Les groupes cibles sont-ils un modèle obsolète?

Les groupes cibles sont-ils un modèle obsolète? Comment la définition du groupe cible évolue

Depuis toujours, ils font naturellement partie de tout concept marketing et de toute stratégie publicitaire: les groupes cibles. Mais la micro-segmentation et l’hyper-personnalisation font que les clusters classiques se dissolvent de plus en plus. Le moment est-il donc venu de dire «Adieu aux groupes cibles»? Nous avons posé la question à trois spécialistes.

Une main qui décharge un récipient en verre rempli de bonbons multicolores
Les données démographiques, comportementales et autres informations pertinentes aident les entreprises à définir leurs groupes cibles et à établir un plan média cross-média adapté.

Des «millennials» à l’aise avec le numérique, situés dans les zones urbaines de Suisse et titulaires d’un diplôme universitaire – c’est plus ou moins ainsi que se définissent les groupes cibles des campagnes publicitaires. La fonction de telles définitions: indiquer qui achète en premier lieu certains produits ou services. Cela permet à l’entreprise de répondre aux besoins de ce groupe de consommatrices et consommateurs, de les cibler et d’augmenter ainsi l’efficacité et l’efficience de la publicité.

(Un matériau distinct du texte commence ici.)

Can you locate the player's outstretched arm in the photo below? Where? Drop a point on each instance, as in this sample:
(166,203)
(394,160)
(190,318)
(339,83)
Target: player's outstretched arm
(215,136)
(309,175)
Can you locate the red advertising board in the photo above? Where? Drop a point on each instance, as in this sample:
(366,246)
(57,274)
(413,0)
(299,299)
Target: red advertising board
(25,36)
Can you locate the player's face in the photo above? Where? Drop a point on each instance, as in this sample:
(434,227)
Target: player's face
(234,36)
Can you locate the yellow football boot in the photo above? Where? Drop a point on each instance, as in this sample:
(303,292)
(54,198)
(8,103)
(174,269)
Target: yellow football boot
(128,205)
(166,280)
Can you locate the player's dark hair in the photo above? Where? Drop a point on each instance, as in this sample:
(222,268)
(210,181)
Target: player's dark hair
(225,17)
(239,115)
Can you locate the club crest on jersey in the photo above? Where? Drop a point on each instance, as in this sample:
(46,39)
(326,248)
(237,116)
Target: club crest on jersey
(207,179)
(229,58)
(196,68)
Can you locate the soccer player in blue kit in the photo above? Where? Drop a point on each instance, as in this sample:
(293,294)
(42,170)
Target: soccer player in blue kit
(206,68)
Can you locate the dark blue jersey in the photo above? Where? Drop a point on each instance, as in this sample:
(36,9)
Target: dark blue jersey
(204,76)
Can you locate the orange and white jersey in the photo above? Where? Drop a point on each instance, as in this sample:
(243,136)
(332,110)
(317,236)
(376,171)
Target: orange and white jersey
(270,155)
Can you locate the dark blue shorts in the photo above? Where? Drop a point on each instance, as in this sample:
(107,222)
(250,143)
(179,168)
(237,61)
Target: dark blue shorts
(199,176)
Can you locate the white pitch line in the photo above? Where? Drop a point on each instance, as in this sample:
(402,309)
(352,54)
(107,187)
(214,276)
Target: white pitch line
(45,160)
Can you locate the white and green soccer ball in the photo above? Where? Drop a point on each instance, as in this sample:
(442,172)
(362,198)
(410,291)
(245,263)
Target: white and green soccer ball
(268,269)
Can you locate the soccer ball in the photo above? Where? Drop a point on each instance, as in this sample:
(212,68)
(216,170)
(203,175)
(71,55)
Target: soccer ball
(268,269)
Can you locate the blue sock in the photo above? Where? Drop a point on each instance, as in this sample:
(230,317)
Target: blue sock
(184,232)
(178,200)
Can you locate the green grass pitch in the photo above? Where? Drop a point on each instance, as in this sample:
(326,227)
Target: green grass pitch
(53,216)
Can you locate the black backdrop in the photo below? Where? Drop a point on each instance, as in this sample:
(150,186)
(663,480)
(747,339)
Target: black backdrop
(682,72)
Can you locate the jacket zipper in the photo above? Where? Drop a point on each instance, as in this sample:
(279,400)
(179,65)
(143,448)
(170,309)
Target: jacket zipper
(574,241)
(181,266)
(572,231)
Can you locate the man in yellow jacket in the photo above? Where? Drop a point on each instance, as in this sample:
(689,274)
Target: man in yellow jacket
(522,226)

Les différents groupes cibles se définissent par des caractéristiques communes. L’hypothèse sous-jacente est que les personnes ayant des caractéristiques similaires se comportent de la même manière: leurs habitudes de consommation se ressemblent, elles répondent à la même publicité et choisissent les produits selon les mêmes critères.

Des groupes cibles dotés de caractéristiques de plus en plus nombreuses

Pendant longtemps, les entreprises se sont concentrées sur deux types de caractéristiques lorsqu’elles définissaient leurs groupes cibles:

  • Caractéristiques démographiques telles que le sexe, l’âge, le lieu de résidence, la situation familiale et la taille du ménage dans le secteur Business-to-Consumer, ainsi que la forme juridique, le site, le secteur d’activité, la taille de l’entreprise, etc. dans le secteur Business-to-Business.
  • Caractéristiques socio-économiques telles que le niveau d’éducation, la profession et le revenu

Ces caractéristiques ne représentent toutefois pas suffisamment les groupes cibles. En effet, des personnes présentant les mêmes caractéristiques démographiques et socio-économiques peuvent avoir des styles de vie et des motivations très différents. C’est pourquoi des caractéristiques psychographiques ont d’abord été ajoutées lors de la définition du groupe cible: valeurs, attitudes, souhaits, déclencheurs, motifs d’achat, facteurs de décision, etc.

Les caractéristiques psychographiques en disent long sur la manière la plus efficace de s’adresser aux personnes ciblées – mais peu sur les canaux appropriés pour les atteindre. C’est pourquoi les entreprises misent aujourd’hui sur des données comportementales supplémentaires pour la définition des groupes cibles, entre autres sur le comportement en matière d’information et d’achat, ainsi que sur les points de contact et points of purchase préférés. En analysant ces données, elles identifient des modèles et comprennent mieux le comportement tout au long du customer journey.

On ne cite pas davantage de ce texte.